In some implementations, learned upsampling in denoising diffusion models can facilitate the generation of high-resolution outputs from lower-resolution inputs. This technique can be particularly useful in applications such as high-definition image generation or detailed audio synthesis. Learned upsampling can include additional model components that are trained to increase the resolution of generated samples through the reverse diffusion process, effectively enhancing the detail and quality of outputs without the need for externally provided high-resolution training data. In some cases, these additional learned components can be referred to as “super-resolution” models.
In some implementations, denoising diffusion models can be applied to the field of image synthesis, where they can generate high-quality, photorealistic images from a distribution of training data. For example, example models can be used to create new images of landscapes, animals, or even fictional characters by learning from a dataset composed of similar images. The model can add noise to these images and then learn to reverse this process, effectively enabling the generation of new, unique images that maintain the characteristics of the original dataset.

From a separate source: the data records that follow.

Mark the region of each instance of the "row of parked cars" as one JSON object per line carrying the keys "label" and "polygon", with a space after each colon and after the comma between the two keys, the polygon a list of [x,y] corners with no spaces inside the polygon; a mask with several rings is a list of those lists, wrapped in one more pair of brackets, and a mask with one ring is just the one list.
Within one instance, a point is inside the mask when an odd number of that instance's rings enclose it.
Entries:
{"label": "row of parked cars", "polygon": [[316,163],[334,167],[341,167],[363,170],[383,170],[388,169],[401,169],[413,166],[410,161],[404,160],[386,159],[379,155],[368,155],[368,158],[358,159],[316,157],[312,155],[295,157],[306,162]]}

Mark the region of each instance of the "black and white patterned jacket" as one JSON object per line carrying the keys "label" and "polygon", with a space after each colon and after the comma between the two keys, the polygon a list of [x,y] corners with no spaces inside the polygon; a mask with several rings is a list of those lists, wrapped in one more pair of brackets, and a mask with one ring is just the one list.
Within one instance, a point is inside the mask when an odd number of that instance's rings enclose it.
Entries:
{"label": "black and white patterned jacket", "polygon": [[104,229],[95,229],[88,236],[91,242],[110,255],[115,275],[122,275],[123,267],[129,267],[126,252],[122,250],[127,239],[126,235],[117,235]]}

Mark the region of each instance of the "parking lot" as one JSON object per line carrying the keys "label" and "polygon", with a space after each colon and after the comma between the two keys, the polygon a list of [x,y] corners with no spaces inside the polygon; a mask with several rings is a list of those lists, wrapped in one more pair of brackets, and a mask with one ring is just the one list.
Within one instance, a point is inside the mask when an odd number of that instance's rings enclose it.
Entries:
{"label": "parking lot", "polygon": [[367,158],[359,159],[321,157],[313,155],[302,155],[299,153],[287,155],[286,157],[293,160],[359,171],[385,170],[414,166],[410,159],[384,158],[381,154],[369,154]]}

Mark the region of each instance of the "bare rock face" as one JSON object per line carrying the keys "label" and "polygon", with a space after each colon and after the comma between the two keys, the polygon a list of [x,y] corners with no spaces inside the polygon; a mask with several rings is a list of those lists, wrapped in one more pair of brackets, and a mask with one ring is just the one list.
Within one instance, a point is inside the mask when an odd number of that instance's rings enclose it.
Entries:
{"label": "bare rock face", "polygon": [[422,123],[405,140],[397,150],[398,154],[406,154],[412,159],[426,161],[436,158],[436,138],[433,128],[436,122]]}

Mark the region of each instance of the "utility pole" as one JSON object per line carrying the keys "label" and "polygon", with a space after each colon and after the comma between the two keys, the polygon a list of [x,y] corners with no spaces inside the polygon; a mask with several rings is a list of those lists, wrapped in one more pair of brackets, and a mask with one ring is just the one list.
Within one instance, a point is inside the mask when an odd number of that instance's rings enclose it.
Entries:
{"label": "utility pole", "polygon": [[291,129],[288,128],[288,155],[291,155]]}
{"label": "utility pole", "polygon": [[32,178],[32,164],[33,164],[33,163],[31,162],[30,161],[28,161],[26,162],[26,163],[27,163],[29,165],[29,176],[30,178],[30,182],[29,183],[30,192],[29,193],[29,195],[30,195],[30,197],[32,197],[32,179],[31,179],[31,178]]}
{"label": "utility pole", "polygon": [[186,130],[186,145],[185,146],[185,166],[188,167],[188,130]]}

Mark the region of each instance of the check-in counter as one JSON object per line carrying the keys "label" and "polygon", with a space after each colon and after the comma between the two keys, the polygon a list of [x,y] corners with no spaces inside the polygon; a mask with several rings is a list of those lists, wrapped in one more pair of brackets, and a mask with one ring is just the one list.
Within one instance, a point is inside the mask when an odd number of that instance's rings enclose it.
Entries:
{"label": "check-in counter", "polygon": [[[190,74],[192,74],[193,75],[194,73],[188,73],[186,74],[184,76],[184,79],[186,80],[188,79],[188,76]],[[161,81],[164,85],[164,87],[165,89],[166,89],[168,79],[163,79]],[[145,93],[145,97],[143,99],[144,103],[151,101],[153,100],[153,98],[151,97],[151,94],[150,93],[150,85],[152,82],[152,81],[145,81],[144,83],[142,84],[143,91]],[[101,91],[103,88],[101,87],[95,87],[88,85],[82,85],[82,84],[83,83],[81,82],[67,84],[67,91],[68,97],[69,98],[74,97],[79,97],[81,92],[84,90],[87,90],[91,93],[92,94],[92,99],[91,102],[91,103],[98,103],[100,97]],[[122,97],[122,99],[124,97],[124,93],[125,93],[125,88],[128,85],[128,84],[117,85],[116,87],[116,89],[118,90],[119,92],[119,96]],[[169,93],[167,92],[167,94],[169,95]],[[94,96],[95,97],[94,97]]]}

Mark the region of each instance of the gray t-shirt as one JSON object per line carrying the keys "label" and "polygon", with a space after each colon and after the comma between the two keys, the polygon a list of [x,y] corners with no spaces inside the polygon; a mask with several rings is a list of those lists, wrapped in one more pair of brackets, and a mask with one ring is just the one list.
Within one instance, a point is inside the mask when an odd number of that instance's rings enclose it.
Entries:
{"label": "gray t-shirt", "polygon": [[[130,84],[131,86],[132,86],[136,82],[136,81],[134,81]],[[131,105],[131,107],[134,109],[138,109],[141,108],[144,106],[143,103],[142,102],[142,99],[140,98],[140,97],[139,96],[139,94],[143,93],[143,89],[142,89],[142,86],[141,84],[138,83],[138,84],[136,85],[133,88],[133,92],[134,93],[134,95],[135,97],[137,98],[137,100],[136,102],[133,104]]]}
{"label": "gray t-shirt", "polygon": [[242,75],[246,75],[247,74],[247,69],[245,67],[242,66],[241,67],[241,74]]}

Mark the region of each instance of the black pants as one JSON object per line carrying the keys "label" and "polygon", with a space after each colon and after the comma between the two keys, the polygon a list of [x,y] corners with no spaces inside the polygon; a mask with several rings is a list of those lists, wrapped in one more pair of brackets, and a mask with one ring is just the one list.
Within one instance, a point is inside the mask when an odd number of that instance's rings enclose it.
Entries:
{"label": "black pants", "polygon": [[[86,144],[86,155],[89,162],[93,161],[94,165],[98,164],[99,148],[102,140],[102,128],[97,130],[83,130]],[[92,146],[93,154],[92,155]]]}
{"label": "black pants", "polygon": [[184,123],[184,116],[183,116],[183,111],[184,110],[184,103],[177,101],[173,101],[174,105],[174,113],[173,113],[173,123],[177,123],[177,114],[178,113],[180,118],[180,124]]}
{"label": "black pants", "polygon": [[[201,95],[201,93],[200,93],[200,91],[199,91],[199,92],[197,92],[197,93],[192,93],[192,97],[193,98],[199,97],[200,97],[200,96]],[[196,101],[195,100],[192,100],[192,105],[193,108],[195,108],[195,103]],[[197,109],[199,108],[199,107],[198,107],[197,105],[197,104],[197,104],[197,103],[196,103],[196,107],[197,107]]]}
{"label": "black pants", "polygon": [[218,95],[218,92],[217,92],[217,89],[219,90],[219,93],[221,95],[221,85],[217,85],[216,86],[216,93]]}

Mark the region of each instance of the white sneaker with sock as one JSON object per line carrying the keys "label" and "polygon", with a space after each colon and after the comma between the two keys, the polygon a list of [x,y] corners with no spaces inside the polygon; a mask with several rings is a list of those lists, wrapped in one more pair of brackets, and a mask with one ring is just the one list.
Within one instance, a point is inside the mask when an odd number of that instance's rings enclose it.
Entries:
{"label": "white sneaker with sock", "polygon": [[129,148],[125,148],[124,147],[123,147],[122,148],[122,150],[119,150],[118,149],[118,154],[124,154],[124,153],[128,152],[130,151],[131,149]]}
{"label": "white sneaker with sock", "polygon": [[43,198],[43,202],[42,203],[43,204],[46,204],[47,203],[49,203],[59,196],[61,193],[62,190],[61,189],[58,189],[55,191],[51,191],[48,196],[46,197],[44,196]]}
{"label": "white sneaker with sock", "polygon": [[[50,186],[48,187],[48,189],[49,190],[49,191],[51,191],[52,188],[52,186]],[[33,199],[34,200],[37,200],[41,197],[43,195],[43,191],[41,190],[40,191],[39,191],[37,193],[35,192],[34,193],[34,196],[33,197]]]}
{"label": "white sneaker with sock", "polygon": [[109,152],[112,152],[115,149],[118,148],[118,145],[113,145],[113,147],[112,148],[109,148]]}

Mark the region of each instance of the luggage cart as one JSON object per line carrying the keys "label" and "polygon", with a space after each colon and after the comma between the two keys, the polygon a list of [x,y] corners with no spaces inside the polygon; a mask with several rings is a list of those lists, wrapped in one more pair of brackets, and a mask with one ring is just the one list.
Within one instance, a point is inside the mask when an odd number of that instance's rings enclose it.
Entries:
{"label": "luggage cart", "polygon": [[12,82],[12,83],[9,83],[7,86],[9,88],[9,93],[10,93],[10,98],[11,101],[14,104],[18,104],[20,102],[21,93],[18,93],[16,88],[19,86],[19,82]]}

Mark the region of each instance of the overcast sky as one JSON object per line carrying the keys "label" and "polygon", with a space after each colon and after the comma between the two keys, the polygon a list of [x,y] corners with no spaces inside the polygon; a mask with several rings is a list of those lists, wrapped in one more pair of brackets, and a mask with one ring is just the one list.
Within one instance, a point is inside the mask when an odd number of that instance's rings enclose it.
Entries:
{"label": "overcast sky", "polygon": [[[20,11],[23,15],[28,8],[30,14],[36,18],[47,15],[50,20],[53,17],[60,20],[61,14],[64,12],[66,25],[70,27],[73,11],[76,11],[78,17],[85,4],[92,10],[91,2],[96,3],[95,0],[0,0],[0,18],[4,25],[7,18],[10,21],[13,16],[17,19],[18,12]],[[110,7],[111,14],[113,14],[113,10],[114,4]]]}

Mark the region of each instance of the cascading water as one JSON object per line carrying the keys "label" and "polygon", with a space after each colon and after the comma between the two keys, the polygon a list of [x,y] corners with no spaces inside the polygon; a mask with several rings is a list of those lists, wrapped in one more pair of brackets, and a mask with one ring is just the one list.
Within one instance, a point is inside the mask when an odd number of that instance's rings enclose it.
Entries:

Denoising diffusion models can also be utilized in audio generation. They can generate clear and coherent audio clips from noisy initial data or even from scratch. For instance, in the music industry, example models can help in creating new musical compositions by learning from various genres and styles. Similarly, in speech synthesis, denoising diffusion models can generate human-like speech from text inputs, which can be particularly beneficial for virtual assistants and other AI-driven communication tools.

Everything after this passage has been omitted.